No foreseeable date night in my future? When my husband and I find ourselves complaining about our lack of “alone” time, we remind one another that we had 10 years of child-free marital bliss. We never thought kids were in the cards for us. We never thought anyone would call us “mommy” and “daddy.” We’ll find a way to have our date night, even if that means we’re both sitting in our underwear watching the Walking Dead and eating cold pizza. Not like we’ve ever done that before or anything. LOL!
On days where my daughters want extra hugs, a seat on my lap, or to hold my hand in a store; I will absolutely indulge them. I know there will come a day when showing me affection in public will be considered “grossly uncool.” Excuse me while I soak up their willing displays of innocent childhood affection.
During those months where money gets tight or I can’t afford something I might need; I remember what it was like before I had kids. Sure, I had more money, but I was seriously lacking in the happiness department. I can live with my granny panties and old maternity bras, but I would never want to live without my daughters.
When my husband royally annoys me or leaves a colossal inconsiderate mess; I try to remember what a wonderful father he is. He reads to them, plays with them, and supports their interests. He’s far from perfect by any stretch of the imagination. Admittedly, neither am I. Maybe that’s why we make such a good team.
During these long summer weeks, when I have had no time for myself and feelings of being unappreciated filly my head; I force myself to snap out of it. It’s not my kid’s job to make me feel appreciated. They didn’t ask to be here. Their father and I brought them into this world. Their physical and emotional well being needs to be the priority. Everything else is secondary. That includes the housework, my job, and yes, even this blog.
If I’ve learned anything in my 36 years on this earth, it’s that life is all about perspective. Not the glass half-empty or half-full analogy, but realizing nothing in this world is permanent. So you better make damned well sure that you’re enjoying every ounce of it when it comes to what matters most to you. For me, that’s “Mostly Wonderful”, Nuala & Aoife. These 3 people, who I love most on this Earth keep me grounded, enabling me to maintain my positive motherhood perspective.
So if you’re reading this and parenthood has kicked you where it hurts; take a breath and regroup. Talk to yourself. Find your own lens and view being a mom through your eyes.

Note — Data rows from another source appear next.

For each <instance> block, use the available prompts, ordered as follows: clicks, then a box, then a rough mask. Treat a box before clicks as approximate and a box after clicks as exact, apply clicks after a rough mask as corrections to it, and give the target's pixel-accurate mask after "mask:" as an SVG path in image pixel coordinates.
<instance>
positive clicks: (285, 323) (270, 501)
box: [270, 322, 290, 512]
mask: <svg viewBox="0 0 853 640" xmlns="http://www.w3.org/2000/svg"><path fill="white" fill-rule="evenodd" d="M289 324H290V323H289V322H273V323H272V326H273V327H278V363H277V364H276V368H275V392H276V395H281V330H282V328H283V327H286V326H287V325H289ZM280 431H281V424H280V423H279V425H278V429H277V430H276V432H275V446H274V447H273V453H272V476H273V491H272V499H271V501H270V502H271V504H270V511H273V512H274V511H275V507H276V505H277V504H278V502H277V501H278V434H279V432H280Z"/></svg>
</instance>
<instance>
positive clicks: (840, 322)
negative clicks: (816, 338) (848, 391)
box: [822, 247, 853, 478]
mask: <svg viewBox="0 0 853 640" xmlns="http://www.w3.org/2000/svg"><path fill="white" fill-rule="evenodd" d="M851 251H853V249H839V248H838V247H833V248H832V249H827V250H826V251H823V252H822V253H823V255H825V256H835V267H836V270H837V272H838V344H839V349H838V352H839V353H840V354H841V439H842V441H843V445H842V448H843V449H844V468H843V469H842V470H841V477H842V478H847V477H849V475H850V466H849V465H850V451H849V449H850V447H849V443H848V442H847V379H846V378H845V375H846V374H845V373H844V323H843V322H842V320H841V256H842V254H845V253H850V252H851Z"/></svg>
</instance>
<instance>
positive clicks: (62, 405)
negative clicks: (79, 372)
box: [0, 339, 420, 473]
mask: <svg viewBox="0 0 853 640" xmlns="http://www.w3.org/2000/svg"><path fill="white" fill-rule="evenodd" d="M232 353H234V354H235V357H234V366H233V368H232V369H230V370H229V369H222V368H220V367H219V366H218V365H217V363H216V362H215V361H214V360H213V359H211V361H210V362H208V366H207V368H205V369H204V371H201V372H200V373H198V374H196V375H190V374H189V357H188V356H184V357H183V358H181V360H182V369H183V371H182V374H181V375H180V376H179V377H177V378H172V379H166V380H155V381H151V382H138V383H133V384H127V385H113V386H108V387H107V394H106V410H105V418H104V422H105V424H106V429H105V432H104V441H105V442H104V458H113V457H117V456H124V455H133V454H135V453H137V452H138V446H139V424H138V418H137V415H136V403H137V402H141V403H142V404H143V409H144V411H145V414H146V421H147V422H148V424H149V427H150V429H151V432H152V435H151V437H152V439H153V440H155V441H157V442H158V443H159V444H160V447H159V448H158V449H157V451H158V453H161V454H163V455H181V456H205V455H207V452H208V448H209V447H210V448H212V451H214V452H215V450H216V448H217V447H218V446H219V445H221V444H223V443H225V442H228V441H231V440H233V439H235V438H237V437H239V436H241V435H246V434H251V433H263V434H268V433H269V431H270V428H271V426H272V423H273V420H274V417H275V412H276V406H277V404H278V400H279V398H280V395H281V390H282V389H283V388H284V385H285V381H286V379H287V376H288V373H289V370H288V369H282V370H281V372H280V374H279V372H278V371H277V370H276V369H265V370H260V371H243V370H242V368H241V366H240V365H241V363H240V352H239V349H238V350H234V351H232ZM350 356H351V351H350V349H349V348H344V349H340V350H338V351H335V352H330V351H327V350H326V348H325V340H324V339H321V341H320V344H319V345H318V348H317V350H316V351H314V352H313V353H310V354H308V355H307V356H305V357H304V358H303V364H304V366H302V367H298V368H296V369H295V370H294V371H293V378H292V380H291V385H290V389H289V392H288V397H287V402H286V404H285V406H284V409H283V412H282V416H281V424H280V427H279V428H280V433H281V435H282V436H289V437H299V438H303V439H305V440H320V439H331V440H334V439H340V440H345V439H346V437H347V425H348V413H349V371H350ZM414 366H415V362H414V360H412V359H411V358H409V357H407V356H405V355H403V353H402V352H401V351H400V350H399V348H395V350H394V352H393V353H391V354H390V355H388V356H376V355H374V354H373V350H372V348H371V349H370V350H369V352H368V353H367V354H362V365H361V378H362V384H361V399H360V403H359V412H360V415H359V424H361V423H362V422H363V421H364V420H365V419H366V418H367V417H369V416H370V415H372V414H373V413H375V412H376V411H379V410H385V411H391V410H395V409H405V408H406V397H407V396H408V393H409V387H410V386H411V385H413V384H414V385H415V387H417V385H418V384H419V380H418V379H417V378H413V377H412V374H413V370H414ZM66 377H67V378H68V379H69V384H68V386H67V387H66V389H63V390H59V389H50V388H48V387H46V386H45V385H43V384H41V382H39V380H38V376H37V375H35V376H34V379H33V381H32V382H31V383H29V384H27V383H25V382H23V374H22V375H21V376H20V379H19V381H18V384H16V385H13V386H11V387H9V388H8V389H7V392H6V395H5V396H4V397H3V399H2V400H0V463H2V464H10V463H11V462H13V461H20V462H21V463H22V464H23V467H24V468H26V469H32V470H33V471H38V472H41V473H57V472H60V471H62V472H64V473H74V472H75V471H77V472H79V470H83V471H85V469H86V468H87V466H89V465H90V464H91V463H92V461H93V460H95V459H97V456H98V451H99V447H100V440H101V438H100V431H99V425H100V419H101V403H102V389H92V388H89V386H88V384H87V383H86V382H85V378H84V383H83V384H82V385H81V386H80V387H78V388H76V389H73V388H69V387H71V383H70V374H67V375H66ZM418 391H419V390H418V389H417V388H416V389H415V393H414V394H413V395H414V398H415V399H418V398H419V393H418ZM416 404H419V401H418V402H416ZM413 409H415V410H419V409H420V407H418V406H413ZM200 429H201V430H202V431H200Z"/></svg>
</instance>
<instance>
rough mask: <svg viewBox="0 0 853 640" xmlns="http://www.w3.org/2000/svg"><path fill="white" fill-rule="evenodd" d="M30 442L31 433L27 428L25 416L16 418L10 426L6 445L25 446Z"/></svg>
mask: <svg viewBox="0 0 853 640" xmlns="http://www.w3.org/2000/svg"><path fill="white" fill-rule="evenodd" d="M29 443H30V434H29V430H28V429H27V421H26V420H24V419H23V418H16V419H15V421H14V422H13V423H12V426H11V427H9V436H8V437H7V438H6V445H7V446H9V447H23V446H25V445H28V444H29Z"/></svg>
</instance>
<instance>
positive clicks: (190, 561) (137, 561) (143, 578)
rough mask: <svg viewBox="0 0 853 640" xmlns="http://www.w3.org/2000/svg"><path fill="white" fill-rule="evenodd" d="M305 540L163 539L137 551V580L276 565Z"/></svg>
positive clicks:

I guarantee you will find a way to see the struggles are all worthwhile.
2 thoughts on “Maintaining My Motherhood Perspective: Search For The Bright Side”
I read about your website on Stephanae V. McCoy’s Bold Blind Beauty site and thought I’d pop over to say hello. I enjoyed the post. As the father of two boys, I recognize a lot of the issues you mentioned from my own and my wife’s experience. I agree with you, though, that whatever the aggravation at times, it’s definitely all well worth it. Kids are 1% a pain and 99% a joy. 🙂
You’re absolutely right… and the joy overshadows the times they are a royal “pain”! LOL!